A review by storyorc
Kaikeyi by Vaishnavi Patel

emotional inspiring sad slow-paced
  • Plot- or character-driven? Character
  • Strong character development? Yes
  • Loveable characters? No
  • Diverse cast of characters? No
  • Flaws of characters a main focus? Yes

3.5

My prior exposure to Kaikeyi was limited to the throwaway line near the beginning of each year's Rama's Journey school play where it would be explained that she set events in motion by exiling him so her son could rule instead. To my young brain, Kaikeyi fell into place neatly next to Cinderella and Snow White's evil stepmothers. This book was a welcome chance to have that turned on its head.

I cannot exactly say that I like Kaikeyi as a person but her tenacity and, quite frankly, her success rate definitely had me rooting for her. She is relentless but not often irrational, and it was interesting to follow her through the decades, seeing what parts of herself she kept, and what she evolved. Her dedication to societal progress and her family were great twin motivations because they so often conflicted with each other.

After determination, nuance and tragedy are the words I would use for this story. Patel almost never takes the easy route in letting someone be simply bad and unlovable so Kaikeyi can comfortably move against them. More often than not, the people in her way are the people she loves most, and you feel the schism of her soul with her, especially with her twin and four sons (including Rama). The inescapable tragedy of it all - that she is doomed not only to exile Rama, but to be wrong about it (at least insofar as disbelieving him when he asks her help to fight demons) - hurts the heart. She is not the evil stepmother fate wants her to be, but she is too dutiful to stand aside just because she loves her opponent.

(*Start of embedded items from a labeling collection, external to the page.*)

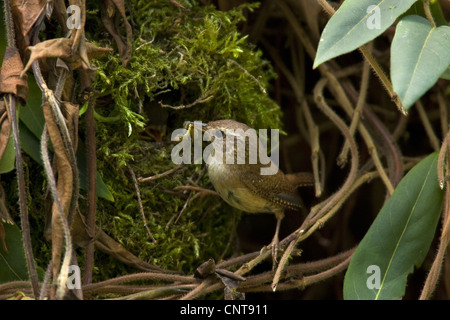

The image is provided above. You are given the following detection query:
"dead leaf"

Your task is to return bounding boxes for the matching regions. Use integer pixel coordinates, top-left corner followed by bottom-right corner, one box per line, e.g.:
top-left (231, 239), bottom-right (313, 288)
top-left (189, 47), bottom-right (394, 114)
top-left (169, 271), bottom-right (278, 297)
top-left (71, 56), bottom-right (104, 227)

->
top-left (20, 38), bottom-right (73, 77)
top-left (42, 101), bottom-right (74, 279)
top-left (0, 101), bottom-right (11, 166)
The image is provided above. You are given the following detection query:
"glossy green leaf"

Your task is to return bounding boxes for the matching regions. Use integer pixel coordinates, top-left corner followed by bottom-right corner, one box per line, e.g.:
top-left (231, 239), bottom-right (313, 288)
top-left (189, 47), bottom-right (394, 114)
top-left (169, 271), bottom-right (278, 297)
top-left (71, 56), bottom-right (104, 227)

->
top-left (0, 222), bottom-right (28, 283)
top-left (391, 15), bottom-right (450, 110)
top-left (314, 0), bottom-right (417, 68)
top-left (344, 153), bottom-right (443, 300)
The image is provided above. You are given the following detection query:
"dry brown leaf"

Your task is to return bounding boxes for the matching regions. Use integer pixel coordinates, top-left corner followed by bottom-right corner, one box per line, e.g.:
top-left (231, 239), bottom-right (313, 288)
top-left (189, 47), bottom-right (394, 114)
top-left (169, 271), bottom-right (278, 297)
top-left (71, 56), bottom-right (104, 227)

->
top-left (20, 38), bottom-right (112, 77)
top-left (0, 184), bottom-right (14, 224)
top-left (0, 101), bottom-right (11, 170)
top-left (11, 0), bottom-right (47, 40)
top-left (0, 47), bottom-right (28, 104)
top-left (42, 101), bottom-right (74, 279)
top-left (20, 38), bottom-right (73, 77)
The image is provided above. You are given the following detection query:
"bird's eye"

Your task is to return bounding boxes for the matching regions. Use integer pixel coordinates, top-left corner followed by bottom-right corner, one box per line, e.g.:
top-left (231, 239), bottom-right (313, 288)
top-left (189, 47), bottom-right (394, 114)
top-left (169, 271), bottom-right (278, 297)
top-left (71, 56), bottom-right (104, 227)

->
top-left (213, 129), bottom-right (225, 138)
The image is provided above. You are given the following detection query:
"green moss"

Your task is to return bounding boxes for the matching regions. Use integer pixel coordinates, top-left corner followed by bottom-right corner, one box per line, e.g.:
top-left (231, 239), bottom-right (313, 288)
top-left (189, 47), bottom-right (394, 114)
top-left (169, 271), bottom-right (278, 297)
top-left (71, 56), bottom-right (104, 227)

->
top-left (88, 0), bottom-right (281, 278)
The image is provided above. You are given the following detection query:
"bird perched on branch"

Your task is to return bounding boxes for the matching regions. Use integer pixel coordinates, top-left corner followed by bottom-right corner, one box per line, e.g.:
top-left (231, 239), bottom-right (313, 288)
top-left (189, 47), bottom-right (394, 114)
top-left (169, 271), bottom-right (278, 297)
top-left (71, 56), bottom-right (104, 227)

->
top-left (187, 120), bottom-right (314, 265)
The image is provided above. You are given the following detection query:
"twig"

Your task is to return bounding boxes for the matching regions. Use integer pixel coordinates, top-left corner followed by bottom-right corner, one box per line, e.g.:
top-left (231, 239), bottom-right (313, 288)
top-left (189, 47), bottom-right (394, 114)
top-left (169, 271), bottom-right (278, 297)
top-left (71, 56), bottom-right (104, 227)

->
top-left (127, 164), bottom-right (157, 244)
top-left (137, 164), bottom-right (182, 182)
top-left (159, 95), bottom-right (214, 110)
top-left (3, 94), bottom-right (39, 298)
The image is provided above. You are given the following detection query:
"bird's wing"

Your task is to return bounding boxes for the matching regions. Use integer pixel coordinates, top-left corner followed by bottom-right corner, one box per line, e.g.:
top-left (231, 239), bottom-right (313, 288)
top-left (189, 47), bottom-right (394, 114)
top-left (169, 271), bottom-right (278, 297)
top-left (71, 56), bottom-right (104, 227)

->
top-left (240, 167), bottom-right (301, 210)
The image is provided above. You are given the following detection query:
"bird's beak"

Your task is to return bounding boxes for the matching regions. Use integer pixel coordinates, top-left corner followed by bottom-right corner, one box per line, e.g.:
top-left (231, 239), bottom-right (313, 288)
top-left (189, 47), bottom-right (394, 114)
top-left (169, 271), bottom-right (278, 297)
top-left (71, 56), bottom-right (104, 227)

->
top-left (184, 121), bottom-right (207, 133)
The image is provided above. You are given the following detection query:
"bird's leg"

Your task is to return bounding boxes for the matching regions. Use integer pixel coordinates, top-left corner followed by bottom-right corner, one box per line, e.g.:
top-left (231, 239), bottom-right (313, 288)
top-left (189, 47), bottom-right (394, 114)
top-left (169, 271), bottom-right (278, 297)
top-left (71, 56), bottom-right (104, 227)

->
top-left (270, 211), bottom-right (284, 268)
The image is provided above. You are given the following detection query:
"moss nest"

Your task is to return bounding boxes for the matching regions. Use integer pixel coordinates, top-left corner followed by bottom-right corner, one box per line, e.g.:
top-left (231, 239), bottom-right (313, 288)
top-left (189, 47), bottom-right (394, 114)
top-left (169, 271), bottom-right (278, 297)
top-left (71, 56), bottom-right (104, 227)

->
top-left (87, 0), bottom-right (281, 278)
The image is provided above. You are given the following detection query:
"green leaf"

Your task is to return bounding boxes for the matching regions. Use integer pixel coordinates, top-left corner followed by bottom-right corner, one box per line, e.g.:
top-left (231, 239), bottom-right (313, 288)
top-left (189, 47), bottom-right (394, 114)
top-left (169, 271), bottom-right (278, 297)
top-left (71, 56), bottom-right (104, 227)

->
top-left (0, 135), bottom-right (16, 174)
top-left (314, 0), bottom-right (417, 68)
top-left (0, 222), bottom-right (28, 283)
top-left (19, 75), bottom-right (45, 139)
top-left (344, 153), bottom-right (443, 300)
top-left (391, 15), bottom-right (450, 110)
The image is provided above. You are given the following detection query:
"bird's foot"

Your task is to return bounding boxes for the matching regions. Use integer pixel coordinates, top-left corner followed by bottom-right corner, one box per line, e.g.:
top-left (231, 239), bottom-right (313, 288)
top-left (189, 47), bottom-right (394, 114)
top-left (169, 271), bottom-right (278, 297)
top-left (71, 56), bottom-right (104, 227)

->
top-left (260, 237), bottom-right (279, 270)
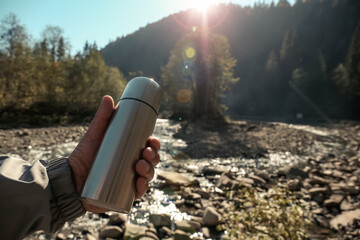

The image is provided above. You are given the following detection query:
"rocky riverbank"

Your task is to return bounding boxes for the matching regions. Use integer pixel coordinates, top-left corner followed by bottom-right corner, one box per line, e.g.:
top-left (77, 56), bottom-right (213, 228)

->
top-left (0, 121), bottom-right (360, 240)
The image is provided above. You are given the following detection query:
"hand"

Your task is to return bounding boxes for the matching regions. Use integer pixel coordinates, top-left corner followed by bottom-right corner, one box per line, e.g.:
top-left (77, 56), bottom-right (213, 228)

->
top-left (69, 96), bottom-right (160, 212)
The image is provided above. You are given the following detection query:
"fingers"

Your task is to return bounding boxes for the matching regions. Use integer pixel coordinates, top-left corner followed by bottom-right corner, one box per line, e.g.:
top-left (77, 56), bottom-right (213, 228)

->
top-left (84, 95), bottom-right (114, 140)
top-left (135, 177), bottom-right (149, 199)
top-left (146, 137), bottom-right (160, 151)
top-left (142, 137), bottom-right (160, 167)
top-left (135, 159), bottom-right (155, 182)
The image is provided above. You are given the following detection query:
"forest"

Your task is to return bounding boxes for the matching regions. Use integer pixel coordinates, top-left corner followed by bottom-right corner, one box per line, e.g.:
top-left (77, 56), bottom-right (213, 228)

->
top-left (0, 0), bottom-right (360, 123)
top-left (101, 0), bottom-right (360, 121)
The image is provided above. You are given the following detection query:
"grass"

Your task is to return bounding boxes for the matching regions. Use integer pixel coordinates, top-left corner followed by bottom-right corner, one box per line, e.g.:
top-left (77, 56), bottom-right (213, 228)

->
top-left (218, 183), bottom-right (312, 240)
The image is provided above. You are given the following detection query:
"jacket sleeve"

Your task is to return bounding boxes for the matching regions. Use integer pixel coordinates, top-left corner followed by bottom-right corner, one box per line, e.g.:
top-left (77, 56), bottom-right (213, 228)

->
top-left (0, 157), bottom-right (85, 239)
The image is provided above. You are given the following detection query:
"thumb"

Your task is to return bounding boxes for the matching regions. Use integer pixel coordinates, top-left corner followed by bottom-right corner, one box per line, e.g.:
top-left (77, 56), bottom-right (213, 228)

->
top-left (84, 95), bottom-right (115, 141)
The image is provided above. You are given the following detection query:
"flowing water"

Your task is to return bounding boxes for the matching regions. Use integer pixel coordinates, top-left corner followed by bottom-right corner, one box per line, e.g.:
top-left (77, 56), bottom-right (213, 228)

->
top-left (23, 119), bottom-right (343, 239)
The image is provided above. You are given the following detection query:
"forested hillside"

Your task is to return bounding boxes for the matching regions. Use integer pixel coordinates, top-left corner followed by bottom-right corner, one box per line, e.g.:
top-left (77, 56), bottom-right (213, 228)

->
top-left (102, 0), bottom-right (360, 119)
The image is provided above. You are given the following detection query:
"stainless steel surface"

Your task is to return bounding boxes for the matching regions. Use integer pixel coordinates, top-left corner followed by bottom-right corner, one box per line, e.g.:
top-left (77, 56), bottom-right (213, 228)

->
top-left (120, 77), bottom-right (161, 113)
top-left (81, 77), bottom-right (161, 213)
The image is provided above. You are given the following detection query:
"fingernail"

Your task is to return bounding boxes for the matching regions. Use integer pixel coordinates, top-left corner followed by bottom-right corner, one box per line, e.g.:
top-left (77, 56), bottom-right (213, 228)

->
top-left (144, 160), bottom-right (150, 172)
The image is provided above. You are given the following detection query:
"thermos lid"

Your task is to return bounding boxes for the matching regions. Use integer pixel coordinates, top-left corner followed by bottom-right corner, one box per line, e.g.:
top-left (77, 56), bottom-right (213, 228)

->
top-left (120, 77), bottom-right (162, 114)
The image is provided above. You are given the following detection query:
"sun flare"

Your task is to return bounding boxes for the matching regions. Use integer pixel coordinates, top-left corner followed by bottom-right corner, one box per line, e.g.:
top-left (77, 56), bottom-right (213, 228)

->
top-left (190, 0), bottom-right (216, 13)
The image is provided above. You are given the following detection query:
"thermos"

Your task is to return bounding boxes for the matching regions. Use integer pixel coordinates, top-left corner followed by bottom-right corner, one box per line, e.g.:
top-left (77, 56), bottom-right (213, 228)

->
top-left (81, 77), bottom-right (161, 213)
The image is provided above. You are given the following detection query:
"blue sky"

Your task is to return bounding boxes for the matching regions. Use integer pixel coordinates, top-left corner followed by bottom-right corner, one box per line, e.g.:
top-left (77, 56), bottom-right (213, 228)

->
top-left (0, 0), bottom-right (295, 53)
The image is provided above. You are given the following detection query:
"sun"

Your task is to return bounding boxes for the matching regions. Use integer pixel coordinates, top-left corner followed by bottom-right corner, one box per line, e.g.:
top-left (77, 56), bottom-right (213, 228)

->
top-left (190, 0), bottom-right (216, 13)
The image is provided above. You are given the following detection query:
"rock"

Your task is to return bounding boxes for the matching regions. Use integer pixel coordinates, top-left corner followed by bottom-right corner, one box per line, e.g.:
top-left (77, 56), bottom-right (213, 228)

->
top-left (288, 178), bottom-right (301, 191)
top-left (175, 220), bottom-right (195, 233)
top-left (255, 171), bottom-right (270, 182)
top-left (173, 229), bottom-right (191, 240)
top-left (159, 226), bottom-right (173, 238)
top-left (158, 172), bottom-right (196, 187)
top-left (248, 174), bottom-right (266, 185)
top-left (150, 214), bottom-right (172, 227)
top-left (175, 199), bottom-right (185, 208)
top-left (84, 233), bottom-right (96, 240)
top-left (324, 194), bottom-right (344, 208)
top-left (146, 223), bottom-right (157, 234)
top-left (330, 209), bottom-right (360, 230)
top-left (56, 233), bottom-right (66, 240)
top-left (329, 182), bottom-right (360, 195)
top-left (216, 173), bottom-right (236, 188)
top-left (309, 187), bottom-right (329, 196)
top-left (312, 193), bottom-right (325, 203)
top-left (203, 207), bottom-right (221, 227)
top-left (236, 177), bottom-right (255, 187)
top-left (145, 231), bottom-right (159, 240)
top-left (340, 199), bottom-right (360, 211)
top-left (201, 227), bottom-right (210, 239)
top-left (202, 166), bottom-right (229, 176)
top-left (180, 187), bottom-right (191, 198)
top-left (200, 199), bottom-right (213, 208)
top-left (314, 215), bottom-right (330, 228)
top-left (99, 226), bottom-right (123, 238)
top-left (195, 189), bottom-right (210, 199)
top-left (309, 175), bottom-right (330, 185)
top-left (190, 193), bottom-right (201, 201)
top-left (190, 219), bottom-right (202, 232)
top-left (108, 213), bottom-right (127, 227)
top-left (278, 166), bottom-right (309, 179)
top-left (124, 223), bottom-right (147, 240)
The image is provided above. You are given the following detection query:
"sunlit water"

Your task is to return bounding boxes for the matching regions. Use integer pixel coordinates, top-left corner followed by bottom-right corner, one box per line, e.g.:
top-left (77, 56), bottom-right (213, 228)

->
top-left (20, 119), bottom-right (341, 238)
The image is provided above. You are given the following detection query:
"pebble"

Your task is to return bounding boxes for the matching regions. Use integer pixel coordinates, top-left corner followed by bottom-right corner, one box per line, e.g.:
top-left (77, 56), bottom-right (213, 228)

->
top-left (203, 207), bottom-right (221, 227)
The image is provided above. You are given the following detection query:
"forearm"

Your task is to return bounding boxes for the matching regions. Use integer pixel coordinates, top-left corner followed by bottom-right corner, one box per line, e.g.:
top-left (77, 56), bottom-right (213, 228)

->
top-left (0, 157), bottom-right (85, 239)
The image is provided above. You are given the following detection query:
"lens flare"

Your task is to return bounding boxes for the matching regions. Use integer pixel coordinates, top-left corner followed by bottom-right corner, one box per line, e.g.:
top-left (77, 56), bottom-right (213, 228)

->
top-left (185, 47), bottom-right (196, 59)
top-left (176, 89), bottom-right (191, 104)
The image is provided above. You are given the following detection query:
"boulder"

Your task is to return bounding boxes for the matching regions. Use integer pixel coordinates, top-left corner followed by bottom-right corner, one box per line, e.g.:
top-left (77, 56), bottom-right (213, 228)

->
top-left (330, 209), bottom-right (360, 230)
top-left (173, 229), bottom-right (191, 240)
top-left (108, 213), bottom-right (127, 227)
top-left (159, 226), bottom-right (174, 238)
top-left (124, 223), bottom-right (147, 240)
top-left (175, 220), bottom-right (195, 233)
top-left (324, 194), bottom-right (344, 208)
top-left (201, 227), bottom-right (210, 239)
top-left (248, 174), bottom-right (266, 185)
top-left (202, 166), bottom-right (229, 176)
top-left (158, 172), bottom-right (196, 187)
top-left (203, 207), bottom-right (221, 227)
top-left (278, 166), bottom-right (309, 179)
top-left (288, 178), bottom-right (301, 191)
top-left (150, 214), bottom-right (171, 227)
top-left (216, 173), bottom-right (237, 188)
top-left (309, 187), bottom-right (329, 196)
top-left (99, 226), bottom-right (124, 238)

The small reasons I knocked off some stars is because the pacing was a little too ponderous for my taste and because I couldn't follow the emotional journey of Ravana from this startlingly fun inventor and ally to the demon king of legend (especially since most of the change was off-page). These are forgivable, since the texture of the world makes the page count feel less than it is, and spinning a whole narrative from a side character who doesn't even witness the Ramayana's most famous events was always going to be a challenge.

Unfortunately less forgivable to me was the colossal missed opportunity to delve into the ethics of the Binding Plane (Kaikeyi's power to mentally tug on thread-like bonds between people only she can see in order to influence them). In the beginning, this ability had all the hallmarks of being Kaikeyi's fatal flaw - the silent callousness of shaping your closest relationships with a thousand tiny manipulations, the hubris of believing it was acceptable because you were working for the greater good! Delicious. My anticipation skyrocketed when she finds that Rama
performs similar, if more clumsy, manipulations, even on his closest brother, as Kaikeyi did for her twin. They are perfect mirrors; mother and son both so desperate to help people that resort to methods which compromise those peoples' free will.
A confrontation on that front was the ethical climax I was waiting for. The dominoes were lined up perfectly and now they can only gather dust. Many of the closing events of the book were expertly heart-wrenching, but I'm disappointed that it left this on the table.

PS - Shout out to having an ace woman being a loving mother, friend, and partner. Took me half the book to realise she was asexual, not just gay, but we got there in the end.

PPS - For anyone else with only a passing familiarity with Hindu mythology, I'd also recommend looking up what the various versions of the Ramayana say about Kaikeyi for comparison. I had unfairly assumed her warrior skills were invented for the sake of this book's feminist lean, but not so. (I've seen a couple Hindu reviewers object to some aspects of this portrayal of Rama and the gods so outside research is probably a good idea in general to get a more well-rounded perspective.)